Bu, kaçınılmaz olarak muhâlefeti de etkiliyor. İktidarın savunma stratejisi sâdece kendisiyle ilgili değil, rakiplerini ve muhâlefeti de gerekirse biçimlendirmek, biçimlendiremiyorsa bile onun algılanma biçimini yönetmekle ilgili. Dolayısıyla muhâlefeti eleştirirken, neden bunu aşamadıklarını, neden bunun karşılığını üretemediklerini soruyoruz. Çünkü aslında orada kontrolün ya da algı yönetiminin önemli bir kısmı hâlâ iktidârın elinde. Mesela iktidar sokak tehlikesini gösteriyor, 15 Temmuz’u hatırlatıyor, ama aynı tür bir etki muhâlefet cephesinde de var. “İnsanları bu memnûniyetsizliği böyle ifâde etmeye çağırmak acaba riskli bir şey mi? Acaba iktidârın oyununa mı geliyoruz?” diyorlar. İktidar, kendi oynayabileceği tehlikeli oyunu, hem kendi seçmeni için, hem muhâlefet için bir tehdit ve korku unsuru olarak kullanabiliyor, bunu yapıyor. Bâzen “Bu daha iyi günleriniz” diyerek çok fizîkî bir saldırıyı îmâ ederek, bâzen “Bunun bedelini ödeyeceksiniz » diyerek, bâzen sokağı ya da kendi destekçilerini göreve çağırarak yapıyor. Ama hepsinde, muhâlefeti sıkıştırma tarafı da az değil. Yani kendi savunmasını kurmanın yanında, rakibini ve karşısını da biçimlendirmeye çalışıyor. 
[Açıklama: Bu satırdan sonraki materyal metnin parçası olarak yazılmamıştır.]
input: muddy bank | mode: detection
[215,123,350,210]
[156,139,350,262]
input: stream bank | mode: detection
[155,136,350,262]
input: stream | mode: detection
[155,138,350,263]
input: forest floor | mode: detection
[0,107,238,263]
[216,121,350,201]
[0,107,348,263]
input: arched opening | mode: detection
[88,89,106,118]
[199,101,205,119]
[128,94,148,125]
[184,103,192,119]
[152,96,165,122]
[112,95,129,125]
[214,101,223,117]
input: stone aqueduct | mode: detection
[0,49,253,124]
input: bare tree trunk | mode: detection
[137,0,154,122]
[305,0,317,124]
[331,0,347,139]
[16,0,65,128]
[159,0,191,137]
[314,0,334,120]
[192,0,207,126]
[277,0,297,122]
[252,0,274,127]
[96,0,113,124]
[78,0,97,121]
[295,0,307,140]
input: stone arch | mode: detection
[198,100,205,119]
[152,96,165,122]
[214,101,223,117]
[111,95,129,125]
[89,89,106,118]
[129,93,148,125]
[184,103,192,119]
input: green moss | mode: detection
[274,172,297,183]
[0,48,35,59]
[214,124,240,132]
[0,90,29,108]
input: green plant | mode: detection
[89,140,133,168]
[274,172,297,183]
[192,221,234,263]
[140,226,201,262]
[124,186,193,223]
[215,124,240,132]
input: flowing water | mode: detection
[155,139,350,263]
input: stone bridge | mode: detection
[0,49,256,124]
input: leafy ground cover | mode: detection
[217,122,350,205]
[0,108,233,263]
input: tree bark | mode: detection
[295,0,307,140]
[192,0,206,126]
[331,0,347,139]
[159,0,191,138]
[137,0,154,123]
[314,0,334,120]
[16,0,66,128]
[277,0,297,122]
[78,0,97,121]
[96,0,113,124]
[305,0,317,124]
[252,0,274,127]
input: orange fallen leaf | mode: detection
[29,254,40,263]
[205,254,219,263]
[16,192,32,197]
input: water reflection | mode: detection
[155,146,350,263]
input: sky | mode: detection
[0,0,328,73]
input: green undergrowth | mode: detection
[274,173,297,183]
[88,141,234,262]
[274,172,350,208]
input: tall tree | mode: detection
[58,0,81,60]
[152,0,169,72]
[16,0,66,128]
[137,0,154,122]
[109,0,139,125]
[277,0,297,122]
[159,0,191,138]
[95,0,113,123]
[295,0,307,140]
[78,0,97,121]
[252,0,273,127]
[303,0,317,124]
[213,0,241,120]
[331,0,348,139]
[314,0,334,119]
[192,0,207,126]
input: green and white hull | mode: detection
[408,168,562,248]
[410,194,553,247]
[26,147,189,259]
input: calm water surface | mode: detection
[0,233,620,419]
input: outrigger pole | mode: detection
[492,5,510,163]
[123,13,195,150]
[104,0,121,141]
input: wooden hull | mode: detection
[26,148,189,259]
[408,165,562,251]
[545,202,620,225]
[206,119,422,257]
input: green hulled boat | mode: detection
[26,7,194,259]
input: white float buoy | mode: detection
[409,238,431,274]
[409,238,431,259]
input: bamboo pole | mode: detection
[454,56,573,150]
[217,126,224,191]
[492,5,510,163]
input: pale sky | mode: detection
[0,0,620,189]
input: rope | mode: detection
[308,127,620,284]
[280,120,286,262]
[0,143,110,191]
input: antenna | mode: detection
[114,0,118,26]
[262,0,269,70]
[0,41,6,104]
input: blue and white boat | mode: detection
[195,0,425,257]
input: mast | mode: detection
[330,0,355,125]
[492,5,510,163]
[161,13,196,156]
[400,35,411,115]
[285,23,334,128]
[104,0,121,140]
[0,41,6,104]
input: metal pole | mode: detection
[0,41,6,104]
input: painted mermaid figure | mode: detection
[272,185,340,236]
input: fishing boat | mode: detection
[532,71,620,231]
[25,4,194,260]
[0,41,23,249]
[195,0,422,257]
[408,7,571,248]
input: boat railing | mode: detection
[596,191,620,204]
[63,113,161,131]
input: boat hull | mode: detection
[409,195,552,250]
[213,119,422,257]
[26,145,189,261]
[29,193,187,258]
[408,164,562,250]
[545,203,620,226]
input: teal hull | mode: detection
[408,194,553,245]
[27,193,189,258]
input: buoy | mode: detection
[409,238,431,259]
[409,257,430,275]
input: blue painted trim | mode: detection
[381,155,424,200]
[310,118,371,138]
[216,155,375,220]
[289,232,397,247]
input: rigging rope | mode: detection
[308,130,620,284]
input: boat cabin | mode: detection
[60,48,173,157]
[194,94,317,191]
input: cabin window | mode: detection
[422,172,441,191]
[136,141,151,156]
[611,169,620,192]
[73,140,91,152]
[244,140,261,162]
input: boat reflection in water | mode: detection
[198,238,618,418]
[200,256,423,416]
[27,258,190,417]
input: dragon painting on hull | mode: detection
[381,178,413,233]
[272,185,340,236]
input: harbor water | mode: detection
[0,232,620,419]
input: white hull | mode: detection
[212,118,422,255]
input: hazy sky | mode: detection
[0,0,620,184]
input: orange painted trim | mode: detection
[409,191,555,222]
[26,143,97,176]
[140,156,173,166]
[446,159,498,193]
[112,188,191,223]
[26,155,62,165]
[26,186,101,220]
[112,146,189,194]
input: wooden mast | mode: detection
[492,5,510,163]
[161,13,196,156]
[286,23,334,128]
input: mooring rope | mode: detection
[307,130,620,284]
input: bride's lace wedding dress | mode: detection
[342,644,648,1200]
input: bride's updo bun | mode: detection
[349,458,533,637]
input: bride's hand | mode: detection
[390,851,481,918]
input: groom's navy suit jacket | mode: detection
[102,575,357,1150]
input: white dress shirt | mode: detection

Burada önemli olan, bu hayatta yaşananla, bu işin siyâsete taşınma biçimi arasındaki kontrolü muhâlefetin ele alması. Geçen yıl muhâlefetin kontrolü zaman zaman ele alabildiğini, bazı çıkışlarla gündemi kurabildiğini konuştuk. Ama bu gündemi ileriye taşıyan, bunu değiştirme irâdesi gösteren bir politik sürekliliğe taşıyamadı muhâlefet. Hattâ bu son olayda tartıştığımız “Şapkadan tavşan çıkardı mı? Yaptığı işe yarar mı, bu anlatıdan bir fayda sağlayabilir mi? Muhâlefetin bu ataklardan, kısa sürse de şaşkınlık yaşaması”meseleleri, bunların süreklileşmiş politik bir dile çevrilememesi… Burak’ın kuyruklarda gördüğü insanların bir politik dille siyâsî alana taşınması lâzım. Muhâlefetin bunu yapması gerekiyor. Bu konuda hâlâ kendi yapısal sorunlarından, parçalı yapısından ve epeydir bu iktidârın biçimlendirdiği siyâsî zeminde hareket etmenin bazı uzuvlarını etkisizleştirmesinden dolayı hâlâ bazı sorunlar yaşadığını görüyoruz. 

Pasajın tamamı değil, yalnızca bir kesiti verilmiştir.